PSUs granted with one or more internal performance measures are valued at the market value of the closing price of the Company’s common stock on the date of grant. PSUs granted with a relative total shareholder return condition are valued, for accounting purposes, using a Monte Carlo simulation model. Expected volatility is based on historical volatilities of traded common stock of the Company and comparative companies using daily stock prices over the past three years. The expected term is three years and the risk-free interest rate is based on the three-year U.S. Treasury rate in effect as of the measurement date. Presented in the table below are the weighted average assumptions used in the Monte Carlo simulation and the weighted average grant date fair values of PSUs granted for the years ended December 31:
| | | | | | | | | | | | | | | | | |
| | 2025 | | 2024 | | 2023 |
| Expected volatility | 23.25% | | 22.98% | | 25.45% |
| Risk-free interest rate | 4.27% | | 4.39% | | 4.31% |
| Expected life (years) | 3.0 | | 3.0 | | 3.0 |
| Grant date fair value per share | $118.29 | | $118.95 | | $168.00 |
The grant date fair value of PSUs that vest ratably and have market and/or performance conditions are amortized through expense over the requisite service period using the graded-vesting method.

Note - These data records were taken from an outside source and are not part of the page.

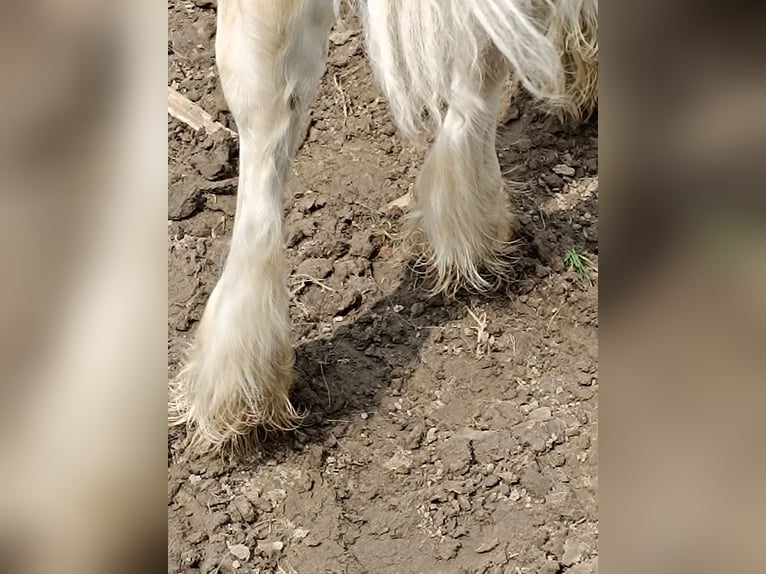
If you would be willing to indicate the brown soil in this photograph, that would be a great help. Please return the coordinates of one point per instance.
(443, 435)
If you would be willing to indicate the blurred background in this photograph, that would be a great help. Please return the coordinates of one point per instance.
(82, 294)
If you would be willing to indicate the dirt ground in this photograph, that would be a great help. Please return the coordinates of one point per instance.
(443, 436)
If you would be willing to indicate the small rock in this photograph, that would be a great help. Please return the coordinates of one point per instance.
(245, 509)
(270, 548)
(351, 299)
(564, 170)
(487, 546)
(573, 552)
(361, 245)
(540, 414)
(490, 481)
(401, 463)
(448, 549)
(316, 268)
(552, 180)
(300, 533)
(311, 202)
(417, 309)
(183, 200)
(455, 454)
(414, 438)
(240, 551)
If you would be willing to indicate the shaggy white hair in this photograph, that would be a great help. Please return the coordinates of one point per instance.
(441, 63)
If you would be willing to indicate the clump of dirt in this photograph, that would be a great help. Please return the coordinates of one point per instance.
(443, 435)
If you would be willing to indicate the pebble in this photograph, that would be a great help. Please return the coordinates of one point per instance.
(564, 170)
(573, 552)
(487, 546)
(240, 551)
(270, 547)
(401, 463)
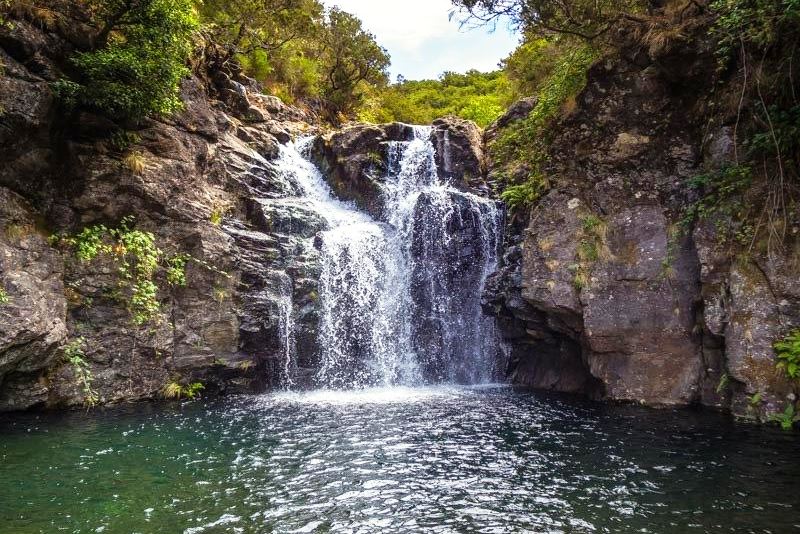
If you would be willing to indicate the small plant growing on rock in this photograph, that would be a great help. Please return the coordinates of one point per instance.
(520, 196)
(134, 162)
(74, 356)
(174, 390)
(787, 351)
(139, 260)
(787, 418)
(217, 214)
(592, 248)
(724, 382)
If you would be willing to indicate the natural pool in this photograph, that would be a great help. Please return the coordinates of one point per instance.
(457, 460)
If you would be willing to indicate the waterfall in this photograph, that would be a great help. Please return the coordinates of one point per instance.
(399, 298)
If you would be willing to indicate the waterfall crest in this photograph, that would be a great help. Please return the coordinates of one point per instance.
(399, 298)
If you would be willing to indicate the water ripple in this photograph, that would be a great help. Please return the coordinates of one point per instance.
(433, 460)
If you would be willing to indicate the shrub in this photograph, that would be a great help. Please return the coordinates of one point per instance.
(140, 59)
(174, 390)
(139, 260)
(518, 197)
(787, 351)
(74, 356)
(134, 162)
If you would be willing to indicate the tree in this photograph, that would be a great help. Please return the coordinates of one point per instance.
(251, 28)
(350, 57)
(139, 57)
(587, 19)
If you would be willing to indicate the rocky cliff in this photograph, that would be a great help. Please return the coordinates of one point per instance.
(201, 182)
(605, 290)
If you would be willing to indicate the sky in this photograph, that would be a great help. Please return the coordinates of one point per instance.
(423, 42)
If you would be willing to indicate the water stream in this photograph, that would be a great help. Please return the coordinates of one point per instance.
(399, 298)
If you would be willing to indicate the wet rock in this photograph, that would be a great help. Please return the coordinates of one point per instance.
(459, 152)
(354, 160)
(33, 310)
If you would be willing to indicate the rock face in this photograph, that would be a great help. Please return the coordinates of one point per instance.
(198, 181)
(355, 161)
(459, 153)
(603, 292)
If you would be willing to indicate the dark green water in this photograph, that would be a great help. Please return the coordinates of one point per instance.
(435, 460)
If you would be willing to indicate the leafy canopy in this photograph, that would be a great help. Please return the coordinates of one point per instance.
(351, 58)
(476, 96)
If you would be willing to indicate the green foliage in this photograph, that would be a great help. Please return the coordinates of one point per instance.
(301, 53)
(176, 270)
(175, 390)
(587, 19)
(217, 214)
(787, 418)
(756, 44)
(139, 60)
(787, 351)
(75, 356)
(721, 201)
(751, 23)
(138, 260)
(525, 140)
(251, 29)
(592, 247)
(518, 197)
(351, 59)
(476, 96)
(532, 63)
(521, 147)
(724, 382)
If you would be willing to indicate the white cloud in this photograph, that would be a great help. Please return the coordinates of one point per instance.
(423, 42)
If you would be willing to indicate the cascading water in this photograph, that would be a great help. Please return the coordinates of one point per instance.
(399, 299)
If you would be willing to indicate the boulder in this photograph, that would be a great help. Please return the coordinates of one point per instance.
(459, 153)
(33, 307)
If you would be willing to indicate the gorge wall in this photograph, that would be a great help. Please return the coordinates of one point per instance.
(212, 182)
(661, 313)
(661, 316)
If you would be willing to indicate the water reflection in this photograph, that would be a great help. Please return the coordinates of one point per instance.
(397, 460)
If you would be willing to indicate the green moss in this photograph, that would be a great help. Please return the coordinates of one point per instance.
(75, 356)
(521, 148)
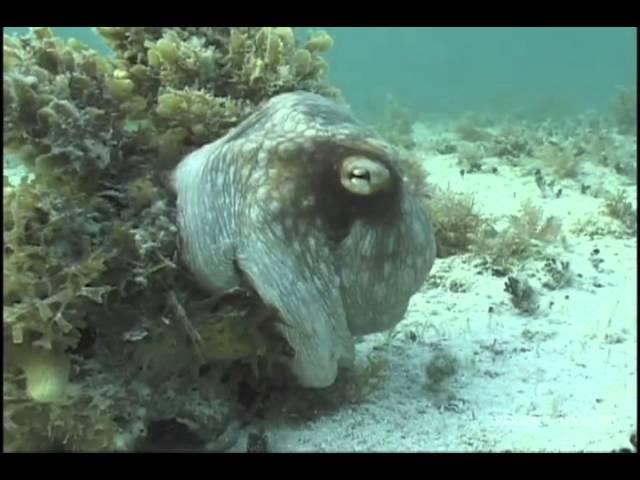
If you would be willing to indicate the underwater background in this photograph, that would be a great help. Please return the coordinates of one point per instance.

Employee Stock Purchase Plan
The Company maintains a nonqualified employee stock purchase plan (the “ESPP”) that expires in 2027 through which employee participants (which excludes certain of the Company’s executives) may use payroll deductions to acquire Company common stock at a purchase price of 85% of the fair market value of the common stock at the end of a three-month purchase period. A total of 2.0 million shares may be issued under the ESPP, and as of December 31, 2025, there were 1.3 million shares of common stock reserved for issuance under the ESPP. The ESPP is considered compensatory. During the years ended December 31, 2025, 2024 and 2023, the Company issued approximately 84,000, 90,000 and 87,000 shares, respectively, under the ESPP.